A flurry of first-name-only introductions followed. Their hosts, Phillip and Doug, he’d already met. From their earlier conversation, it was apparent that the two men were a gregarious, long-committed couple. Wea
ring deep tans and matching tennis wear, they passed out firm handshakes followed by tall glasses of a whipped drink. The other two people were also neighbors, but fortyish Clark and Megan had only moved in a year before, and so wouldn’t have anything to add about the murder.
Doug explained the game they’d planned for the evening. “We thought four of us at a time would play drop ball instead of regular tennis.” He explained it was doubles, but court play was limited to the first two squares up close to the net. “The ball has to bounce, so it’s about the soft touch and not brute strength. Whoever loses the fifth point will rotate out and one of the waiting players will rotate in. Those that are waiting have bar duty.”
Téa’s hand went up. “I’m good with ice trays. I can be permanent bartender.”
Excellent, Johnny thought. Up on the terrace she’d be out of sight. Off his mind.
“Nonsense,” Doug replied. “Johnny didn’t bring a beautiful woman all the way here to keep her in a corner.”

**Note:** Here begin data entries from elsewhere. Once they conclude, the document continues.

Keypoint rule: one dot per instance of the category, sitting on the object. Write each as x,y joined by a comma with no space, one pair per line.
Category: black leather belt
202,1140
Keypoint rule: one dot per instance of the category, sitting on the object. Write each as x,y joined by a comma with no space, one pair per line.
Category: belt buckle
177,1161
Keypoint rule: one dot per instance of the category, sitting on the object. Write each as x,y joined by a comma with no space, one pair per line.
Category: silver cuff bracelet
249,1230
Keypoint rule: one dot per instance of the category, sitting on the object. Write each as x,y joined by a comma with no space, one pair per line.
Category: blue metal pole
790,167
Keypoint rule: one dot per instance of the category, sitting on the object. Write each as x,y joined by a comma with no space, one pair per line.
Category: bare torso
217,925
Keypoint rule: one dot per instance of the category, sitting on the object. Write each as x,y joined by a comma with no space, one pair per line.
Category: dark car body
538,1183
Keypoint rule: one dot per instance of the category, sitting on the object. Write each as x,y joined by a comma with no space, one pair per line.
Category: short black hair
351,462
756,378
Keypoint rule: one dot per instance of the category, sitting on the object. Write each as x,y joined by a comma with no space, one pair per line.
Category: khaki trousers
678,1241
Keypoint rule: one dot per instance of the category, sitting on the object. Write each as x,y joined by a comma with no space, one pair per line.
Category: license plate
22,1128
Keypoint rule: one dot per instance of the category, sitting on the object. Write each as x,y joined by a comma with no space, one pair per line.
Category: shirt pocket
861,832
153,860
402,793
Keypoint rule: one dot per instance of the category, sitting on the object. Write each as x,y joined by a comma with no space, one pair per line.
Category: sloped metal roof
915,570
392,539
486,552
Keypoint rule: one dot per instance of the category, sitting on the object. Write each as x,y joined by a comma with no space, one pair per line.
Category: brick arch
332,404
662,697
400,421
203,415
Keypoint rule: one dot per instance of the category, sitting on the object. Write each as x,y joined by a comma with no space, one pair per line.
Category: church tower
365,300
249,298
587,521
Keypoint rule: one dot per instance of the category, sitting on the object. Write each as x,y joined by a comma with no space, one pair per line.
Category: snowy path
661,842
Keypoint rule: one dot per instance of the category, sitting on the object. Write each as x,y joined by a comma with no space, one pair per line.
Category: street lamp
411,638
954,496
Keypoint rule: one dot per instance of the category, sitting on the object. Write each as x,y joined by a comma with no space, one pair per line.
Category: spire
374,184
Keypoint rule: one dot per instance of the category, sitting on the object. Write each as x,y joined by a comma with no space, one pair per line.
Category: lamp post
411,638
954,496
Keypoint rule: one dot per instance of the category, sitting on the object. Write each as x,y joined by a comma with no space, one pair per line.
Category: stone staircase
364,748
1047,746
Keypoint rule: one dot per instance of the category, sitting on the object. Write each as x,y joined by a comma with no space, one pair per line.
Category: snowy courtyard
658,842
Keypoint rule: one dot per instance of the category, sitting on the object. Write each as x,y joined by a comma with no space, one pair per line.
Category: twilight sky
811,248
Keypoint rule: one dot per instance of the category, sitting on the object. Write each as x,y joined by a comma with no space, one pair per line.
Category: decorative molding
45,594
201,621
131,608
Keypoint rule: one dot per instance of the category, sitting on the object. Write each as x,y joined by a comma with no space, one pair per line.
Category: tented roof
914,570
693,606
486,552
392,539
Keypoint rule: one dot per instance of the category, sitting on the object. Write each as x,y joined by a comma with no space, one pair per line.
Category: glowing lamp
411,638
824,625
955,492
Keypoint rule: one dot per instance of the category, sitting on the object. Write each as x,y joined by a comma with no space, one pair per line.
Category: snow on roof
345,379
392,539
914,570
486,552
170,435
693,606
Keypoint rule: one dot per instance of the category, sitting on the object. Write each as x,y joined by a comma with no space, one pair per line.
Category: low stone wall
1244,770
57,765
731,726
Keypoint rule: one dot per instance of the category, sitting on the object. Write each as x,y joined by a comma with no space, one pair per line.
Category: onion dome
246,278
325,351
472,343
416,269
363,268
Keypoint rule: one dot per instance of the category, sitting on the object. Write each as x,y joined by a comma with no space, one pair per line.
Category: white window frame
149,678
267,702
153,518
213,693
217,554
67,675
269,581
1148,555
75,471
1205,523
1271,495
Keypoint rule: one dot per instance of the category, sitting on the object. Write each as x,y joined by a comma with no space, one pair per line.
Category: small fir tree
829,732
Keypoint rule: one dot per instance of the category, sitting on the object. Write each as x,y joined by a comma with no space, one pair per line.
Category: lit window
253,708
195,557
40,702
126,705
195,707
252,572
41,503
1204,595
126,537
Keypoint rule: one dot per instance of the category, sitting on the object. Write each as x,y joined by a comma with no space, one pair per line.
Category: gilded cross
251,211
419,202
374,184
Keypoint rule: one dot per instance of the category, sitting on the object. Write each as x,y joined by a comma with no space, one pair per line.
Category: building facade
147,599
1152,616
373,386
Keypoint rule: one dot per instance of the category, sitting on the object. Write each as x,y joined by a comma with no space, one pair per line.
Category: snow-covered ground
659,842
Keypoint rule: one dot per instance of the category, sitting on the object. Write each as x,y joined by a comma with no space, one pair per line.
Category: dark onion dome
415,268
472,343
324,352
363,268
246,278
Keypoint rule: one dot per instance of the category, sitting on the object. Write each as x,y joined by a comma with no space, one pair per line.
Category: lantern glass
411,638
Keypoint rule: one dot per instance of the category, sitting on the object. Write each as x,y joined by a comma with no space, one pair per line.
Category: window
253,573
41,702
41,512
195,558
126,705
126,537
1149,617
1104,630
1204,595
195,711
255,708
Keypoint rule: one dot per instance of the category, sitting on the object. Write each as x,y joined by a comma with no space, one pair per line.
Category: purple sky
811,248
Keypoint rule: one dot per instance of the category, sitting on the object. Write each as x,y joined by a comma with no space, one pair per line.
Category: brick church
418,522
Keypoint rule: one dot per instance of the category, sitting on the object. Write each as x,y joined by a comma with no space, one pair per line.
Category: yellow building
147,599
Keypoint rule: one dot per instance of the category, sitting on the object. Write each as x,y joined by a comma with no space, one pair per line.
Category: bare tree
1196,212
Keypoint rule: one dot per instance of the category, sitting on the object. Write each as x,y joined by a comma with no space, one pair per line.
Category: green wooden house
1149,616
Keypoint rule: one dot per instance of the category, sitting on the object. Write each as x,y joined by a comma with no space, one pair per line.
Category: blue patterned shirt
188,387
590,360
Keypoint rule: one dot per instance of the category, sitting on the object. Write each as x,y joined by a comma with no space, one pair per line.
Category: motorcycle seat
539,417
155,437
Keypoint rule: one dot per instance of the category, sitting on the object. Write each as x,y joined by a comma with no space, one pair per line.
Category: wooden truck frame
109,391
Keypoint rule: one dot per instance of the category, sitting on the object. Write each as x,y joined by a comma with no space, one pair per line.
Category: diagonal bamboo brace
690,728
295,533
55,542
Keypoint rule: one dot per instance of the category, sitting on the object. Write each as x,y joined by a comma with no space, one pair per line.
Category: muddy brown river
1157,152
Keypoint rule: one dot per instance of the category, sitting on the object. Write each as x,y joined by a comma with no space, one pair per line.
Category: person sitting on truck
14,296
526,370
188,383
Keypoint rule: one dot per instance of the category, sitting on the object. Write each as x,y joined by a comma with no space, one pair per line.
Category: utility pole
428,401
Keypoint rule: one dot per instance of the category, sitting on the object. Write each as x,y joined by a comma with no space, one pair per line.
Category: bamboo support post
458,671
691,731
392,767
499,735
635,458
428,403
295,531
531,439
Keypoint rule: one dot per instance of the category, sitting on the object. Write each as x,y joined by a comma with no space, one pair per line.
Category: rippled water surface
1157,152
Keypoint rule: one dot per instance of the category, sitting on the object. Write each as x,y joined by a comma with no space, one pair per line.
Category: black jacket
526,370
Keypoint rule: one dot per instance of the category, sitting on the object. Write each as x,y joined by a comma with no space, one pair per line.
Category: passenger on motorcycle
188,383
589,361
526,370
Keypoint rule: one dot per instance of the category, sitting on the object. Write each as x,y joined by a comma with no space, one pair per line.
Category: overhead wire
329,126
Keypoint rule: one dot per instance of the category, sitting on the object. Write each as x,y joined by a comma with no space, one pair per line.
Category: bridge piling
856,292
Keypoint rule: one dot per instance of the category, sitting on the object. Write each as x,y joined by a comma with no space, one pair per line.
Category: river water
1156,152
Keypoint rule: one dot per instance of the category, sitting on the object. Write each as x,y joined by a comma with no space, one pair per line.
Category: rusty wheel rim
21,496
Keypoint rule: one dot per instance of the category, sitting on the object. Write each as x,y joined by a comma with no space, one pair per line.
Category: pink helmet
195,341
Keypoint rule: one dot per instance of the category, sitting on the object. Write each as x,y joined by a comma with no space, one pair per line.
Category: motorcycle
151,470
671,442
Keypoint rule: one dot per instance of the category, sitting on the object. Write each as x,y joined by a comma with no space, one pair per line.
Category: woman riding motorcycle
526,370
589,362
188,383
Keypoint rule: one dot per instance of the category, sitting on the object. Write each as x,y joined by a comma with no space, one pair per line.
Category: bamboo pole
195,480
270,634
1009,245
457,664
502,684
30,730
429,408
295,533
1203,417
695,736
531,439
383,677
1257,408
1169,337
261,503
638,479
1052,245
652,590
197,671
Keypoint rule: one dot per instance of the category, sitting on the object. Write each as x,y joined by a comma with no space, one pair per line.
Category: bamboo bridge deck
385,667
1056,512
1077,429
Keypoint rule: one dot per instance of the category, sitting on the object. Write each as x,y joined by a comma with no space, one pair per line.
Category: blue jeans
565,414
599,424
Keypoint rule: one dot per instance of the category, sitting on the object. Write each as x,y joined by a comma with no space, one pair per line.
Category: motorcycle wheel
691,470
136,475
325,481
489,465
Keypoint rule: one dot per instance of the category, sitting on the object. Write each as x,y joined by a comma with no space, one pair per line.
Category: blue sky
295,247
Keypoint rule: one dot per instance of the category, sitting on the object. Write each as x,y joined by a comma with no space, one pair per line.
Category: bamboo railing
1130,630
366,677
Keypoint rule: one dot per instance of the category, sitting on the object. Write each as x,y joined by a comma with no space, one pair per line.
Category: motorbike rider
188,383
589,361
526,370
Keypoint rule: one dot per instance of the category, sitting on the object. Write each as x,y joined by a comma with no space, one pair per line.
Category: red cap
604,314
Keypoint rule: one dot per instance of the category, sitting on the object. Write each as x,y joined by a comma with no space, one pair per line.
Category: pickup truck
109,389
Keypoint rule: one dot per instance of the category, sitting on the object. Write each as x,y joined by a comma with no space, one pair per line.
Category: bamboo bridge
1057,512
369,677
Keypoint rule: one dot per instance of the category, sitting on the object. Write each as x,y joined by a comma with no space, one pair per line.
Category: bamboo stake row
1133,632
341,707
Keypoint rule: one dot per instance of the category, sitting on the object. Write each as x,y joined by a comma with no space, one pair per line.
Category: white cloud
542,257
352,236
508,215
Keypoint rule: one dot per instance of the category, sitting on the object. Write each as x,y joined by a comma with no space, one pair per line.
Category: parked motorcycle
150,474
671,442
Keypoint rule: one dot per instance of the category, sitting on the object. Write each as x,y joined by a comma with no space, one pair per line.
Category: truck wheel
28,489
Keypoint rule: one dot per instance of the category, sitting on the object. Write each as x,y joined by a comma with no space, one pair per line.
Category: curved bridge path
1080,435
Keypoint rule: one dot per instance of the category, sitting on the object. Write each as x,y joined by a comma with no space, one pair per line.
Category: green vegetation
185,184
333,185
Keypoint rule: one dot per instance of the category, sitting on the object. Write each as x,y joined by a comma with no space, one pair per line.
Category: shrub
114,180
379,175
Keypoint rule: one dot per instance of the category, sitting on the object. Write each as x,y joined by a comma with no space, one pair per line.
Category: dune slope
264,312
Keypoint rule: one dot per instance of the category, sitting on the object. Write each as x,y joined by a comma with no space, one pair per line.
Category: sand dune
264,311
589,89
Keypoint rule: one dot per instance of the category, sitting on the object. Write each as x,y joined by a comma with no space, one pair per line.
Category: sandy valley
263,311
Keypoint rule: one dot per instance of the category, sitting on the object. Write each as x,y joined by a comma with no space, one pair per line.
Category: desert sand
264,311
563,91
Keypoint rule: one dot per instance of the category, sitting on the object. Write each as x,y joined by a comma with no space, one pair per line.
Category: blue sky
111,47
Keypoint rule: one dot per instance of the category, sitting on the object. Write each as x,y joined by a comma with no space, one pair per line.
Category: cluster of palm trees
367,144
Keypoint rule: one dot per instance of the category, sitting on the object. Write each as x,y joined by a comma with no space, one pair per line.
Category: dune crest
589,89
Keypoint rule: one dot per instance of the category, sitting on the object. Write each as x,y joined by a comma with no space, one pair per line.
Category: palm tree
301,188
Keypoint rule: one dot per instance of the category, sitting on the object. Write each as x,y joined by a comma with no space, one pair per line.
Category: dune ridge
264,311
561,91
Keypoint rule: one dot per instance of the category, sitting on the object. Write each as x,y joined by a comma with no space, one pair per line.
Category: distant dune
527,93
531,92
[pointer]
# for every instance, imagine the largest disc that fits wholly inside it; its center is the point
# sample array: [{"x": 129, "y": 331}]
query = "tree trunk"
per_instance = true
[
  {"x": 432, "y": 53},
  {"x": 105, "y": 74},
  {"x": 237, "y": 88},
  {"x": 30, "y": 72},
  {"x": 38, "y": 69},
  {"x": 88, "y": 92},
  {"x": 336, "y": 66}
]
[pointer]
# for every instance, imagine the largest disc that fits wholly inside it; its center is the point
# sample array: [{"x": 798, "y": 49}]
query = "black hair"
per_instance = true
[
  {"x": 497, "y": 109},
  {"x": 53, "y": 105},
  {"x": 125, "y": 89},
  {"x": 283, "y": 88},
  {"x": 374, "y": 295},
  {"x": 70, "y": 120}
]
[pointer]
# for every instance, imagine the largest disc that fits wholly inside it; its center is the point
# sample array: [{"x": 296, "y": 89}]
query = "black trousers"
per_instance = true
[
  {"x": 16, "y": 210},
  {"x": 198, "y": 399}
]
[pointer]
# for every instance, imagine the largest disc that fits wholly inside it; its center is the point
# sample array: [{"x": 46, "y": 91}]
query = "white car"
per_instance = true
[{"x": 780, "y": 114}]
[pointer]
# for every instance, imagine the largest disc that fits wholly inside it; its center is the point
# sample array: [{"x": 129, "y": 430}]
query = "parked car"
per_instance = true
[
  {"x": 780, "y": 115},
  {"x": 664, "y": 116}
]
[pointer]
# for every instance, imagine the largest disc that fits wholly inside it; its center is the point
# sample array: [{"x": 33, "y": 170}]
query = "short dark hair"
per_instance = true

Yes, Johnny did. Or at least he thought it was the smarter place for her. For him. But he grinned at her. “Don’t tell me you don’t have a soft touch, Contessa.”
Which meant they were partners for the first round. They were facing off against Doug and Phillip, though, just the people he wanted to pump for info. He considered how to bring up the subject as they moved into position. Téa walked past him and his head automatically turned, a hound dog following the scent. God, she had a primo ass.
She glanced over her shoulder. “What?”
He’d lost his train of thought again. “I—” Damn it! He was supposed to be planning how to bring up Giovanni. Then he closed his eyes. Double damn it. With Téa six feet to his left, how the hell could he get away with a casual inquiry of a decades-old murder? He’d already told her it didn’t bother him.
“I’ll serve,” Phillip called out.
Johnny took his racket in a firm grip. No problem, he told himself. It was more than fifty-fifty that they’d bump Téa out at the fifth point, leaving her on ice-cube watch.